No pictures for me, I didnt take anything worthwhile, hopefully Jason has some pictures worth posting.


----------



## j-man (Jan 5, 2009)

Thanks guys!  All of your kind words are really appreciated! My little system has come a long way huh! I can't wait to get the Rainbow Platinum 7" mids installed and then get it tuned. I should be DONE then 

It was a great little get-2-gether! Thanks for hosting us Drake. Next time I go visit Mom-n-Pop (a couple of weeks) I will give you a call and stop by to hear that FI IB18 and get a better look at your carputer set-up. 

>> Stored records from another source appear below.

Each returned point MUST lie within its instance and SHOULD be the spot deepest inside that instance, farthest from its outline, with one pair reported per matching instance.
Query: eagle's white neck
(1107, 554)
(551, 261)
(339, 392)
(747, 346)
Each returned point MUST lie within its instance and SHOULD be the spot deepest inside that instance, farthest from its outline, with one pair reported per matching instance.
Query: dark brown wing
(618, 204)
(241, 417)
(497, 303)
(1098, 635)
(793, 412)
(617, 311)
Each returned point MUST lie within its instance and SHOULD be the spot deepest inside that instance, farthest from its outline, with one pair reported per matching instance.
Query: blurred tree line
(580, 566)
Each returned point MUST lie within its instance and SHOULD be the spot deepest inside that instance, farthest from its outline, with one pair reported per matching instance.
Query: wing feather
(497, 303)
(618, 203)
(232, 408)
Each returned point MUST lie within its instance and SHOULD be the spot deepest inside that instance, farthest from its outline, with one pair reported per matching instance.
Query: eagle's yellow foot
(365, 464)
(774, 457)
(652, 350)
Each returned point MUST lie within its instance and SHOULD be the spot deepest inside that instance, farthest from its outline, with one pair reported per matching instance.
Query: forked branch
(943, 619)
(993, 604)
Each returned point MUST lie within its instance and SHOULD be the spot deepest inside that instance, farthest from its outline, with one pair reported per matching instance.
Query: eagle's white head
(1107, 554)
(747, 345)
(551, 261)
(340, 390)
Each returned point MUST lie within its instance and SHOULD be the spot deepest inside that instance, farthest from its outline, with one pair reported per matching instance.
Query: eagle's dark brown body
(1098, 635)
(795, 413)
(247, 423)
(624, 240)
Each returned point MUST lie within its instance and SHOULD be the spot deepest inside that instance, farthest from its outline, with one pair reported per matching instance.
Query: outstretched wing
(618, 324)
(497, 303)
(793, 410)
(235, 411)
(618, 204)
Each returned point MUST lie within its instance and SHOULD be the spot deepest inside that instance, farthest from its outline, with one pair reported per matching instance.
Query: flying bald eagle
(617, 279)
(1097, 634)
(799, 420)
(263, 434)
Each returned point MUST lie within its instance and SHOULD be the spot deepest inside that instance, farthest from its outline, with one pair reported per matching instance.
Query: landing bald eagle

Jason, dude! Your system still is what I am striving towards. It really does sound amazing now and I was really impressed before the Bit1 and tune. As for the amp, you are very welcome man!! Yeah maybe I could have sold it or whatever but I get more satisfaction helping people out as I do doing anything for myself. I am glad it served you well while you waited, and waited, and waited, and waited....... 

Harvey and John! What's up! It was great meeting you guys for the first time! Thanks for checking out my system and giving props and pointers. Look forward to the next get-2-gether so we can all hang and BS some more 

Thanks again Drake!

Jman


----------



## TinCup (Jul 25, 2007)

Thank you Drake for a relaxing Sunday afternoon, it was a nice break in the seven day work week. You have an incredible sounding system, looking forward to when it’s complete. The carputer was mind blowing. 

Jason-definitely you guys will be in the loop on the Celica install, just need my schedule to ease up some. Thanks for the info on the 9887 HU and kind words on the wife’s car. I understand why J-man is striving towards you system, amazing. Maybe next time I can get a better look at the bit 1.

J-man- Unbelievable deal on those rainbow comps, I look forward to the audition of those bad boys. I enjoyed hanging out.

Harvey- what can I say? But I’ll see you at work.:tongue3:

Until next time guys.

John


----------